Trait and state interoceptive abnormalities are associated with dissociation and seizure frequency in patients with functional seizures.
Koreki A., Garfkinel SN., Mula M., Agrawal N., Cope S., Eilon T., Gould Van Praag C., Critchley HD., Edwards M., Yogarajah M.
OBJECTIVE: Dissociative traits represent a disturbance in selfhood that may predispose to, and trigger, functional seizures (FSs). The predictive representation and control of the internal physiological state of the body (interoception) are proposed to underpin the integrity of the sense of self ("minimal selfhood"). Therefore, discrepancies between objective and subjective aspects of interoception may relate to symptom expression in patients with FSs.

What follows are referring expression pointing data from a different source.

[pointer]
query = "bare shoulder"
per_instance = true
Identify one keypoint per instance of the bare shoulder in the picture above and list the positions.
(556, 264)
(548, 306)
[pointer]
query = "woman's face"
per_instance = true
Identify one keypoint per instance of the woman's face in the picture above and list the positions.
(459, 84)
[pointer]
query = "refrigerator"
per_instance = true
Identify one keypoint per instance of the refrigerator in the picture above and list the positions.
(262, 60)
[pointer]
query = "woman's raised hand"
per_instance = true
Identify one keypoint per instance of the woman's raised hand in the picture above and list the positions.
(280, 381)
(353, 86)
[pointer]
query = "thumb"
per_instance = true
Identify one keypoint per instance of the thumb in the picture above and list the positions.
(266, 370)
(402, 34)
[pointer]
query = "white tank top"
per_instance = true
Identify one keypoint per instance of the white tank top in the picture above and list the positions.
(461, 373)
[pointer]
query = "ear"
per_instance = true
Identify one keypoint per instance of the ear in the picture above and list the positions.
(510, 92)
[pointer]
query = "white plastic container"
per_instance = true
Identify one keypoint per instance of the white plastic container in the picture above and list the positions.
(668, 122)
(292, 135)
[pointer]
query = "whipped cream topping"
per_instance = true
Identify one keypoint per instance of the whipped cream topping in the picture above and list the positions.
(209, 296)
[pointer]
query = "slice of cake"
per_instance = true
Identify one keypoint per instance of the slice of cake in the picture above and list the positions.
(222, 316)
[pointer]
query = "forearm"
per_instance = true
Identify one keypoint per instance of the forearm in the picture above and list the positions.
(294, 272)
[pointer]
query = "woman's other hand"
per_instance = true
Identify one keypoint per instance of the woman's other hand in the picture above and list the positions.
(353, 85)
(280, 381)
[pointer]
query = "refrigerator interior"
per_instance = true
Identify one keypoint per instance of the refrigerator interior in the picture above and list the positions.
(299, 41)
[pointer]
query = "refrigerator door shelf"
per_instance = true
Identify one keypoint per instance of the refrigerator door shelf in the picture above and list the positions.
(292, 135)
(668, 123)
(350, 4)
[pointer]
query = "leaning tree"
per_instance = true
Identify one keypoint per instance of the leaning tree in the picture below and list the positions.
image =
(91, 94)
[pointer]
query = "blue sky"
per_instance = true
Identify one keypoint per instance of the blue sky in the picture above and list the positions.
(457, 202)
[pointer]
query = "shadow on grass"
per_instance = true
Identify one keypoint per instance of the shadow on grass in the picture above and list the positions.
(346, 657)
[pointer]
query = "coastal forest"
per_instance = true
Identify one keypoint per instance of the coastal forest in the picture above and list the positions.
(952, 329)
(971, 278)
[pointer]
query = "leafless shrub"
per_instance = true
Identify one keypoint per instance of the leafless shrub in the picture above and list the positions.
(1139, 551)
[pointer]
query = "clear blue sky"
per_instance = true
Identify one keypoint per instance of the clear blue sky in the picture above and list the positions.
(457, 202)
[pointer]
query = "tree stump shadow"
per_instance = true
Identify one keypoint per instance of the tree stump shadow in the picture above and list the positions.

Here, we tested whether individual differences in trait measures of interoception relate to dissociative symptoms, and whether state interoceptive deficits predict FS occurrence. METHODS: Forty-one participants with FSs and 30 controls completed questionnaire ratings of dissociation, and measures of (1) interoceptive accuracy (IA)-objective performance on heartbeat detection tasks; (2) trait interoceptive sensibility-subjective sensitivity to internal sensations (using the Porges Body Perception Questionnaire); and (3) state interoceptive sensibility-subjective trial-by-trial measures of confidence in heartbeat detection. Interoceptive trait prediction error (ITPE) was calculated from the discrepancy between IA and trait sensibility, and interoceptive state prediction error (ISPE) from the discrepancy between IA and state sensibility. RESULTS: Patients with FSs had significantly lower IA and greater trait interoceptive sensibility than healthy controls. ITPE was the strongest predictor of dissociation after controlling for trait anxiety and depression in a regression model. ISPE correlated significantly with FS frequency after controlling for state anxiety. SIGNIFICANCE: Patients with FSs have disturbances in interoceptive processing that predict both dissociative traits reflecting the disrupted integrity of self-representation, and the expression of FSs. These findings provide insight into the pathophysiology of functional neurological disorder, and could lead to novel diagnostic and therapeutic approaches.